JR is a medium scale company working in leather industry. From the analysis of last year’s financial performance that was not satisfactory in term of operational efficiency and profits, management of JR Company has decided to go for capital restructuring. Major objectives of capital restructuring are to improve profits and modification in ownership framework. Currently company is operating at 20% of debt and 80% of equity with 15% weighted average cost of capital (ignoring tax).
MR. A, the financial manager of the company has proposed 40:60 debt to equity ratio with 7% cost of debt. Mr. A supports his proposed capital structure on the basis of M & M propositions.

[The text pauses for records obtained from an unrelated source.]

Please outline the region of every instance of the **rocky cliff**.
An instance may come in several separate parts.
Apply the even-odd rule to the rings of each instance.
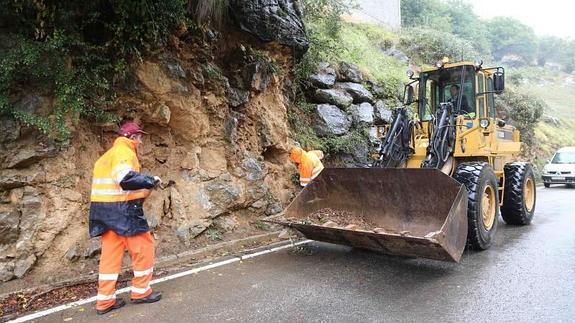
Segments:
[[[307,48],[292,0],[236,1],[233,24],[175,34],[135,64],[110,112],[143,124],[143,171],[168,185],[145,203],[158,256],[261,232],[292,198],[287,110]],[[22,111],[50,111],[28,93]],[[91,170],[117,125],[79,121],[61,145],[0,119],[0,281],[53,282],[97,270],[87,232]],[[209,233],[209,234],[208,234]],[[73,263],[73,265],[71,265]]]

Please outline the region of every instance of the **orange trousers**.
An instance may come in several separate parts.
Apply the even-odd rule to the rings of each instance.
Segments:
[[[124,237],[112,230],[102,235],[102,255],[98,275],[96,309],[105,310],[116,302],[116,281],[122,269],[124,251],[132,258],[131,298],[144,298],[152,293],[150,280],[154,270],[154,240],[149,232]]]

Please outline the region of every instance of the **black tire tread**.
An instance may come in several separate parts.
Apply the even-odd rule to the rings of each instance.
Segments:
[[[481,242],[480,236],[480,225],[483,224],[479,222],[480,219],[477,218],[476,214],[480,211],[480,204],[482,198],[482,192],[479,190],[479,180],[481,178],[481,172],[485,168],[490,168],[489,164],[486,162],[470,162],[462,163],[457,166],[453,178],[465,185],[468,193],[468,204],[467,204],[467,246],[474,250],[485,250],[491,246],[491,242],[485,244]],[[493,171],[491,171],[493,172]],[[495,176],[495,175],[493,175]],[[495,192],[498,194],[497,187],[495,187]],[[495,221],[497,221],[497,214]],[[494,223],[494,226],[496,223]],[[492,228],[494,230],[495,228]]]
[[[505,165],[505,192],[503,194],[503,205],[501,206],[501,216],[507,224],[527,225],[533,220],[533,210],[528,212],[524,206],[523,189],[525,187],[525,177],[529,176],[535,184],[531,164],[516,162]],[[537,193],[536,193],[537,196]],[[535,200],[537,203],[537,200]]]

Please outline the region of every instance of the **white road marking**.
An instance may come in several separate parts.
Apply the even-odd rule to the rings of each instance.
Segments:
[[[230,259],[222,260],[222,261],[219,261],[219,262],[216,262],[216,263],[213,263],[213,264],[209,264],[209,265],[205,265],[205,266],[202,266],[202,267],[198,267],[198,268],[186,270],[186,271],[183,271],[183,272],[181,272],[181,273],[177,273],[177,274],[169,275],[169,276],[166,276],[166,277],[154,279],[154,280],[152,280],[152,281],[150,282],[150,285],[162,283],[162,282],[165,282],[165,281],[168,281],[168,280],[172,280],[172,279],[176,279],[176,278],[181,278],[181,277],[188,276],[188,275],[192,275],[192,274],[197,274],[197,273],[202,272],[202,271],[206,271],[206,270],[210,270],[210,269],[213,269],[213,268],[225,266],[225,265],[228,265],[228,264],[231,264],[231,263],[234,263],[234,262],[238,262],[238,261],[242,261],[242,260],[250,259],[250,258],[255,258],[255,257],[258,257],[258,256],[266,255],[266,254],[268,254],[268,253],[272,253],[272,252],[280,251],[280,250],[283,250],[283,249],[287,249],[287,248],[299,246],[299,245],[302,245],[302,244],[305,244],[305,243],[309,243],[310,241],[311,241],[311,240],[299,241],[299,242],[292,243],[292,244],[287,244],[287,245],[284,245],[284,246],[281,246],[281,247],[275,247],[275,248],[266,249],[266,250],[263,250],[263,251],[258,251],[258,252],[254,252],[254,253],[251,253],[251,254],[239,256],[239,257],[233,257],[233,258],[230,258]],[[116,295],[127,293],[127,292],[129,292],[129,291],[131,290],[131,288],[132,288],[131,286],[121,288],[121,289],[119,289],[119,290],[116,291]],[[47,315],[50,315],[50,314],[54,314],[54,313],[57,313],[57,312],[61,312],[61,311],[67,310],[67,309],[69,309],[69,308],[73,308],[73,307],[76,307],[76,306],[80,306],[80,305],[92,303],[92,302],[95,302],[95,301],[96,301],[96,296],[93,296],[93,297],[86,298],[86,299],[82,299],[82,300],[75,301],[75,302],[72,302],[72,303],[68,303],[68,304],[56,306],[56,307],[53,307],[53,308],[49,308],[49,309],[47,309],[47,310],[43,310],[43,311],[40,311],[40,312],[37,312],[37,313],[32,313],[32,314],[29,314],[29,315],[26,315],[26,316],[22,316],[22,317],[16,318],[15,320],[9,321],[9,322],[14,322],[14,323],[17,323],[17,322],[26,322],[26,321],[30,321],[30,320],[34,320],[34,319],[43,317],[43,316],[47,316]]]

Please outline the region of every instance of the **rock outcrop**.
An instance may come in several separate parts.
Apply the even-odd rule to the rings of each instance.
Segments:
[[[294,195],[284,88],[292,49],[307,48],[305,29],[293,1],[233,6],[242,29],[266,43],[201,30],[175,38],[173,52],[134,66],[111,110],[150,133],[138,150],[142,171],[168,184],[144,204],[159,257],[210,243],[209,229],[223,237],[261,233],[252,223],[281,212]],[[27,111],[53,109],[50,98],[18,102]],[[91,172],[117,125],[71,130],[69,144],[60,145],[0,118],[2,282],[25,275],[54,282],[97,270],[99,239],[87,230]]]
[[[309,47],[297,0],[232,1],[240,28],[263,42],[277,42],[301,57]]]

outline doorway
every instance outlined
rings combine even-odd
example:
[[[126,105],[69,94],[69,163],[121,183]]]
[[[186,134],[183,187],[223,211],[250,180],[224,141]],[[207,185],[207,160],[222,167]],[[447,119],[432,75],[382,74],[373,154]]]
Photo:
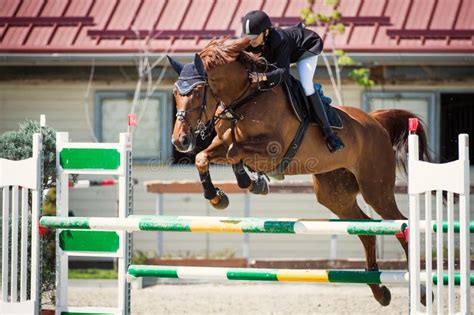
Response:
[[[474,93],[441,93],[441,162],[458,158],[458,135],[469,134],[469,156],[474,154]],[[474,158],[471,158],[471,165]]]

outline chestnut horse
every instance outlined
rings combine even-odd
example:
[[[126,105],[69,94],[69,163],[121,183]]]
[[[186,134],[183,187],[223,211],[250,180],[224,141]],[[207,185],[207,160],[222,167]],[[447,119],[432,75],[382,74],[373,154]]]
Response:
[[[225,194],[212,184],[209,163],[231,164],[239,186],[252,190],[258,180],[249,179],[243,164],[257,172],[274,171],[300,125],[281,86],[256,94],[258,84],[249,82],[248,71],[260,61],[244,52],[248,44],[245,38],[231,42],[212,40],[196,55],[193,65],[202,81],[185,95],[174,90],[178,119],[172,142],[179,151],[192,150],[195,132],[202,132],[204,123],[215,122],[217,136],[196,155],[196,167],[205,197],[217,206]],[[182,65],[174,61],[172,64],[180,72]],[[254,97],[249,99],[250,96]],[[245,102],[242,106],[241,100]],[[238,109],[231,110],[237,103]],[[357,194],[361,193],[383,219],[405,220],[395,202],[395,172],[397,163],[405,169],[408,119],[417,116],[396,109],[370,114],[353,107],[337,109],[344,126],[337,133],[345,149],[330,153],[319,127],[311,125],[284,174],[312,174],[318,202],[340,219],[371,219],[357,204]],[[417,133],[420,155],[428,158],[425,130],[420,127]],[[367,270],[378,270],[376,237],[359,238]],[[398,240],[408,259],[406,239]],[[369,287],[381,305],[390,303],[391,294],[384,285]]]

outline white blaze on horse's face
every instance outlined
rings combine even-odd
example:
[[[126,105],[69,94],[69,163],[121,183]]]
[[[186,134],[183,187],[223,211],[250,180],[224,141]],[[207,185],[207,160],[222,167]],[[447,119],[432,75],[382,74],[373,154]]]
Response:
[[[176,122],[174,124],[171,143],[179,152],[187,153],[196,147],[196,128],[202,116],[201,105],[204,85],[197,85],[186,95],[181,95],[176,89],[173,95],[176,102]]]

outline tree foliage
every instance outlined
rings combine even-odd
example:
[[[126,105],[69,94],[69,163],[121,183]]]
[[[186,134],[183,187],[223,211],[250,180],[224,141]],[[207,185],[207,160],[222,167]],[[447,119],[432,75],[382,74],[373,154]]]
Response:
[[[369,69],[358,68],[349,73],[349,76],[357,82],[357,84],[364,87],[374,86],[374,81],[369,78]]]

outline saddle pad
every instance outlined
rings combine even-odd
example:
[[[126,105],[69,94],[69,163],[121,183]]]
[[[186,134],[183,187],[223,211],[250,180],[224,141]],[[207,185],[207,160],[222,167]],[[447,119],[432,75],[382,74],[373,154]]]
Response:
[[[293,112],[295,113],[298,120],[301,122],[303,118],[309,116],[309,104],[308,99],[304,93],[303,87],[301,83],[296,80],[293,76],[290,75],[289,79],[284,82],[283,84],[284,90],[288,95],[288,99],[290,100],[291,107],[293,108]],[[332,107],[330,105],[331,99],[327,96],[322,95],[320,86],[315,89],[318,93],[320,93],[321,101],[323,102],[323,106],[325,106],[326,113],[328,115],[329,124],[332,128],[342,129],[342,120],[338,113],[338,109]],[[312,125],[318,125],[317,122],[311,120]]]

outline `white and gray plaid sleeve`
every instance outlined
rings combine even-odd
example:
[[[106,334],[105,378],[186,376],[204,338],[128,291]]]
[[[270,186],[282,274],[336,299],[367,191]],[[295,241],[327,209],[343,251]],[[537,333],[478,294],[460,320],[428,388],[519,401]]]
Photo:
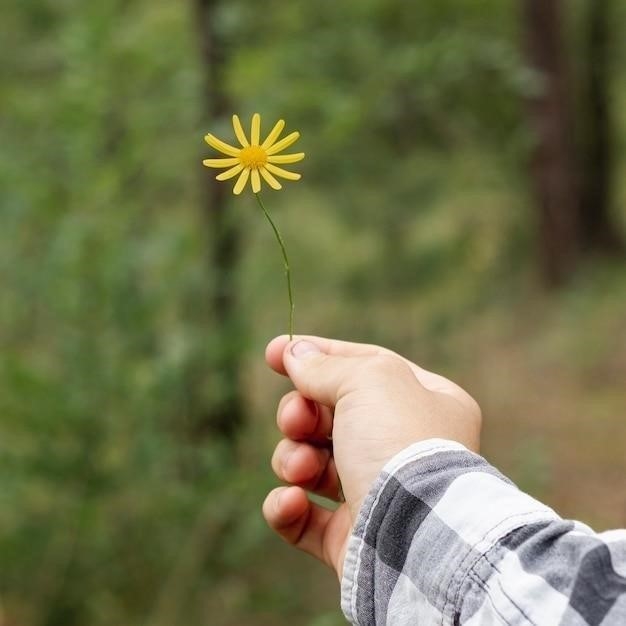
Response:
[[[341,596],[360,626],[625,626],[626,530],[563,520],[481,456],[431,439],[372,487]]]

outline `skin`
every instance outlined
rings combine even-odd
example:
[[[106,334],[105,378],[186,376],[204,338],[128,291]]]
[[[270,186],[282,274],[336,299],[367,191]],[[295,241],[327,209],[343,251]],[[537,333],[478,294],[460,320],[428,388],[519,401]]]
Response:
[[[360,506],[387,461],[432,438],[478,451],[480,408],[458,385],[379,346],[283,335],[265,358],[295,389],[279,402],[283,439],[272,456],[287,486],[268,494],[263,515],[341,578]],[[340,504],[331,511],[307,492]]]

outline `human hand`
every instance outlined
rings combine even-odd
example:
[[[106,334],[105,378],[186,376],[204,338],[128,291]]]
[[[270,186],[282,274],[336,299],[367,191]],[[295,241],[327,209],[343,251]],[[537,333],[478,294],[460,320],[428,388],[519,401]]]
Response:
[[[480,408],[458,385],[378,346],[281,336],[265,356],[295,390],[278,405],[284,439],[272,457],[291,486],[271,491],[263,514],[283,539],[341,578],[359,508],[387,461],[431,438],[477,451]],[[307,491],[337,502],[343,491],[345,502],[330,511]]]

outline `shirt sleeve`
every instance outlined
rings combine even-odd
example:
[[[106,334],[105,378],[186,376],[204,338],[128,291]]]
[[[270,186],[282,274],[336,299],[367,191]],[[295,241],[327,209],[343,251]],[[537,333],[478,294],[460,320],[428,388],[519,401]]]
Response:
[[[423,441],[363,503],[341,604],[360,626],[623,626],[626,530],[563,520],[462,445]]]

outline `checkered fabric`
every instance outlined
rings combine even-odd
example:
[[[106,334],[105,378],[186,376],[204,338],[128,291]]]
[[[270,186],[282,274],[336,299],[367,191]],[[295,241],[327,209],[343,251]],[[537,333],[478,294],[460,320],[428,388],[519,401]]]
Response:
[[[626,530],[561,519],[458,443],[384,468],[350,538],[353,624],[626,626]]]

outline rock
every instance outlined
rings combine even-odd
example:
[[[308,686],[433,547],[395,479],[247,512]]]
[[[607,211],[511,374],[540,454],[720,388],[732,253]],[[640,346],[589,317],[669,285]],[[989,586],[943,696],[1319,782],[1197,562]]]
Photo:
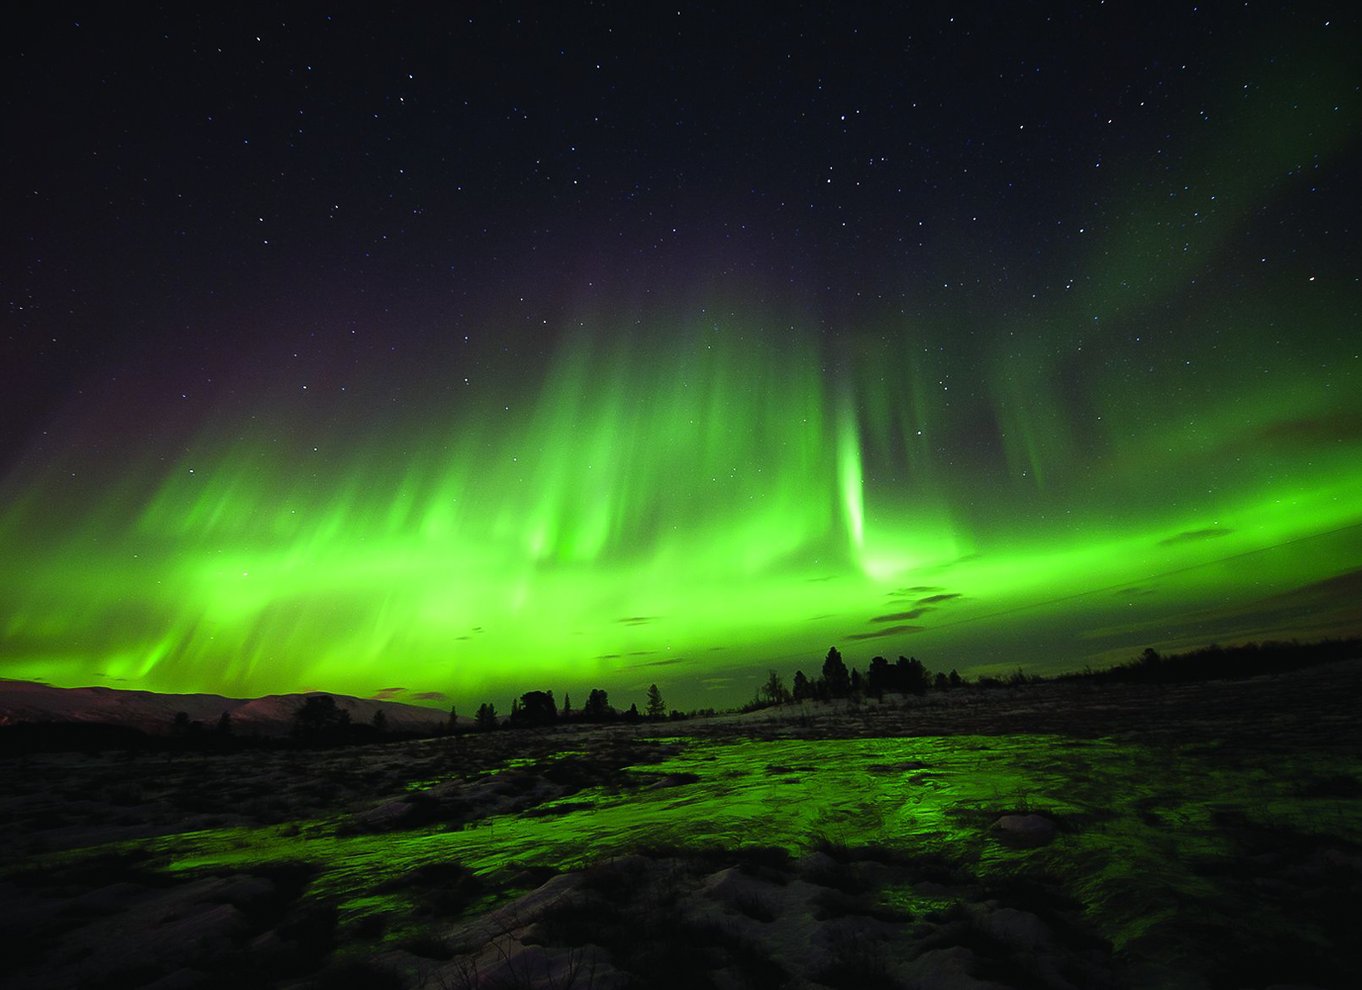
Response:
[[[926,952],[898,969],[899,981],[909,990],[1005,990],[974,975],[978,960],[962,945]]]
[[[383,832],[400,827],[402,820],[410,813],[411,803],[398,798],[362,811],[355,815],[351,821],[356,831]]]
[[[610,965],[597,946],[547,949],[514,941],[476,957],[456,961],[437,972],[436,979],[444,986],[525,987],[527,990],[570,986],[616,990],[627,983],[625,975]]]
[[[1026,952],[1043,949],[1053,942],[1049,926],[1030,911],[998,908],[985,914],[978,924],[990,937]]]
[[[813,852],[800,859],[795,868],[804,878],[827,876],[829,873],[837,873],[842,869],[842,864],[833,859],[827,853]]]
[[[700,885],[700,892],[759,921],[770,921],[779,913],[779,888],[748,876],[736,866],[710,874]]]
[[[277,888],[273,880],[241,874],[219,879],[214,886],[199,896],[204,901],[230,904],[236,908],[249,910],[256,904],[272,900],[276,894]]]
[[[86,916],[110,915],[126,911],[130,904],[147,897],[147,888],[140,884],[111,883],[72,898],[69,910]]]
[[[993,823],[998,841],[1016,849],[1034,849],[1054,841],[1055,823],[1044,815],[1003,815]]]
[[[261,932],[251,939],[250,952],[257,965],[268,968],[276,960],[282,959],[292,953],[293,948],[284,943],[279,937],[279,933],[271,928],[267,932]]]
[[[465,950],[476,950],[479,946],[508,937],[519,945],[518,937],[558,907],[565,898],[580,896],[578,888],[581,883],[581,874],[560,873],[509,904],[456,926],[449,933],[449,941]],[[541,936],[536,933],[533,937]]]

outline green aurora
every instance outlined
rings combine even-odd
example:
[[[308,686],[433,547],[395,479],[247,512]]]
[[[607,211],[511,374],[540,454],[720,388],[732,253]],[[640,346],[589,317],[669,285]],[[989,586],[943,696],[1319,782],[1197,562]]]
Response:
[[[533,330],[506,275],[398,356],[261,301],[274,343],[193,402],[192,354],[130,351],[0,477],[0,674],[724,706],[831,644],[979,673],[1362,631],[1359,282],[1311,233],[1355,59],[1302,51],[1213,60],[1067,240],[936,223],[976,288],[905,273],[879,316],[696,254],[547,279]]]
[[[722,705],[829,643],[969,672],[1358,628],[1358,400],[1299,352],[1065,396],[1000,353],[952,389],[902,328],[840,368],[770,317],[670,330],[416,415],[281,385],[188,440],[72,427],[7,482],[4,672]]]

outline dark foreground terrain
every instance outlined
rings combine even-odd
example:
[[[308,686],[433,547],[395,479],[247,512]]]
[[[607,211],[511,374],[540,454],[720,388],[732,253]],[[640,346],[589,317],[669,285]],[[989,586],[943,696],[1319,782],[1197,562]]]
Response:
[[[1351,987],[1359,688],[7,757],[3,982]]]

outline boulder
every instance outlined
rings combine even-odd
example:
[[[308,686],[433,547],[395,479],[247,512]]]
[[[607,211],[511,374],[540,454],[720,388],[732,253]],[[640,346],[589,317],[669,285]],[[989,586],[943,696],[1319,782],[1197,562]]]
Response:
[[[1034,849],[1054,841],[1055,823],[1044,815],[1003,815],[993,823],[998,841],[1016,849]]]

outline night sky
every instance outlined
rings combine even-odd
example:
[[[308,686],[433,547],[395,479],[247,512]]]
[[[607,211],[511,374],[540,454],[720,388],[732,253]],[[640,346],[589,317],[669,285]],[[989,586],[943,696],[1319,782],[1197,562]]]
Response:
[[[1350,4],[36,6],[0,676],[724,706],[1362,631]]]

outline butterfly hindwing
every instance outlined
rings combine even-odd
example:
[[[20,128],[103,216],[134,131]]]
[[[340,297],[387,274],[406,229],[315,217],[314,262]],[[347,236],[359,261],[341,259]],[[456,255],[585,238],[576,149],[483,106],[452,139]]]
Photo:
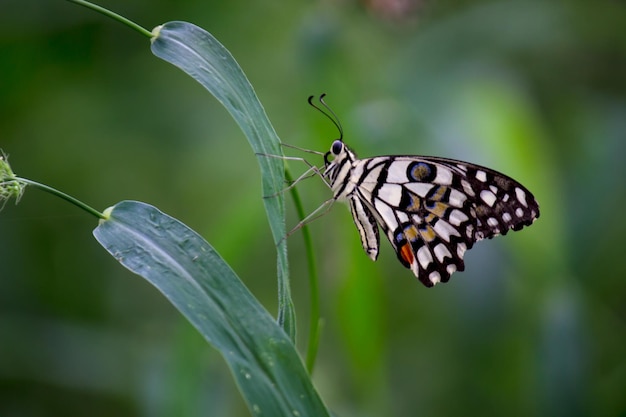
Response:
[[[378,247],[380,245],[376,218],[361,199],[351,198],[349,202],[354,224],[361,236],[361,245],[367,256],[375,261],[378,258]]]
[[[367,175],[355,195],[372,206],[400,262],[427,286],[463,270],[474,229],[463,212],[468,199],[452,187],[453,172],[417,157],[359,163]]]

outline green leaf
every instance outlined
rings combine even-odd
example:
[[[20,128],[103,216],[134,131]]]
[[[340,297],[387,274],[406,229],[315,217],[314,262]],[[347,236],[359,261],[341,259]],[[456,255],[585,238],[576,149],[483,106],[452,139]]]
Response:
[[[148,204],[124,201],[94,236],[221,352],[253,415],[329,415],[291,340],[196,232]]]
[[[210,33],[187,22],[169,22],[155,28],[152,52],[202,84],[226,107],[258,155],[265,210],[278,246],[278,322],[295,340],[296,319],[285,243],[284,163],[280,140],[252,85],[237,61]]]

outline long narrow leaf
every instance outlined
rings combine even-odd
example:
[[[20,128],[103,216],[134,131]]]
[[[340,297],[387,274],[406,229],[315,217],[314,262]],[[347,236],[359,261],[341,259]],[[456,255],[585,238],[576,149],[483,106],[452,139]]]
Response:
[[[187,22],[168,22],[157,28],[152,52],[179,67],[202,84],[226,107],[257,154],[281,155],[280,141],[252,85],[237,61],[210,33]],[[278,322],[295,339],[296,322],[287,265],[284,165],[279,158],[259,156],[265,209],[278,245]]]
[[[221,352],[253,415],[329,415],[293,343],[201,236],[132,201],[117,204],[94,236]]]

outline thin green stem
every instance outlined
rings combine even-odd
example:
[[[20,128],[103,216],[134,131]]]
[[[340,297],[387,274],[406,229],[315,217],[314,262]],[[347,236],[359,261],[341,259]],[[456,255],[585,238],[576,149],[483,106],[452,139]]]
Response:
[[[29,179],[21,178],[21,177],[15,177],[14,180],[15,181],[19,181],[21,183],[24,183],[26,185],[32,185],[35,188],[39,188],[40,190],[46,191],[46,192],[48,192],[50,194],[53,194],[53,195],[55,195],[57,197],[61,197],[63,200],[68,201],[68,202],[74,204],[75,206],[82,208],[86,212],[88,212],[90,214],[93,214],[94,216],[98,217],[99,219],[105,219],[105,220],[107,219],[107,217],[104,214],[100,213],[98,210],[96,210],[96,209],[94,209],[92,207],[89,207],[87,204],[83,203],[82,201],[77,200],[76,198],[72,197],[71,195],[65,194],[63,191],[57,190],[56,188],[52,188],[52,187],[49,187],[49,186],[47,186],[45,184],[41,184],[41,183],[38,183],[36,181],[31,181]]]
[[[137,23],[125,18],[124,16],[120,16],[119,14],[115,12],[107,10],[104,7],[98,6],[97,4],[93,4],[85,0],[67,0],[67,1],[69,1],[70,3],[76,3],[81,6],[85,6],[88,9],[95,10],[98,13],[101,13],[107,17],[117,20],[118,22],[130,27],[131,29],[135,29],[137,32],[141,33],[144,36],[147,36],[148,38],[152,38],[153,36],[152,32],[150,32],[148,29],[142,26],[139,26]]]
[[[289,172],[289,169],[285,167],[285,178],[287,181],[293,181],[293,177]],[[298,213],[298,217],[300,219],[304,219],[305,213],[302,207],[302,200],[300,199],[300,195],[298,194],[298,190],[296,187],[291,187],[289,190],[291,194],[291,198],[293,199],[293,204],[296,208],[296,212]],[[309,374],[313,373],[313,368],[315,366],[315,358],[317,356],[317,349],[319,347],[319,338],[320,338],[320,300],[319,300],[319,286],[318,286],[318,276],[317,276],[317,263],[315,262],[315,253],[313,252],[313,243],[311,239],[311,233],[309,232],[309,227],[307,225],[302,226],[302,238],[304,239],[304,247],[306,251],[306,258],[308,264],[309,271],[309,304],[310,304],[310,315],[309,315],[309,340],[307,344],[306,350],[306,368]]]

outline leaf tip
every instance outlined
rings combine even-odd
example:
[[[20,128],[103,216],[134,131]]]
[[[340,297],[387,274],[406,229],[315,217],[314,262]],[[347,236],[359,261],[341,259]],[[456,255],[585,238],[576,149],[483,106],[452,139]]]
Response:
[[[106,222],[107,220],[109,220],[111,218],[111,213],[113,212],[113,208],[115,208],[115,206],[111,206],[107,209],[105,209],[102,212],[102,215],[104,217],[102,217],[99,221],[98,221],[98,225],[101,225],[102,223]]]
[[[152,29],[152,38],[150,38],[150,43],[153,43],[156,40],[156,38],[159,37],[162,27],[163,25],[159,25],[159,26],[156,26],[154,29]]]

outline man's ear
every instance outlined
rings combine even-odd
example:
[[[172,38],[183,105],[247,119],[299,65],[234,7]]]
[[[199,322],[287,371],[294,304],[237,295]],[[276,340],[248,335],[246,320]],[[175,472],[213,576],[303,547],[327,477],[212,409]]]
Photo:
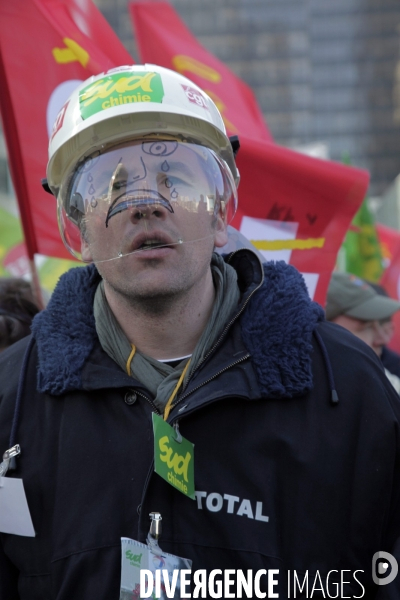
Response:
[[[214,227],[214,246],[216,248],[222,248],[228,243],[228,226],[225,223],[225,215],[218,213]]]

There are different theories of capital structure; one of those is Modigliani and Miller theorem based on some assumptions known as its propositions. M&M Proposition-I states “the vale of firm is independent of its capital structure if we ignore tax” and M&M Proposition-II is related to firm’s cost of equity which says that “a firm’s cost of equity is a positive linear function of its capital structure” (ignoring tax).
Being a student of finance you have to analyze the implication of proposition I and II of M&M model (Ignoring taxes) in JR Company on the basis of following calculations.
1. Cost of equity before and after capital restructuring.
2. Which M & M proposition hold true for proposed capital structure? Give logical reasoning to support your answer.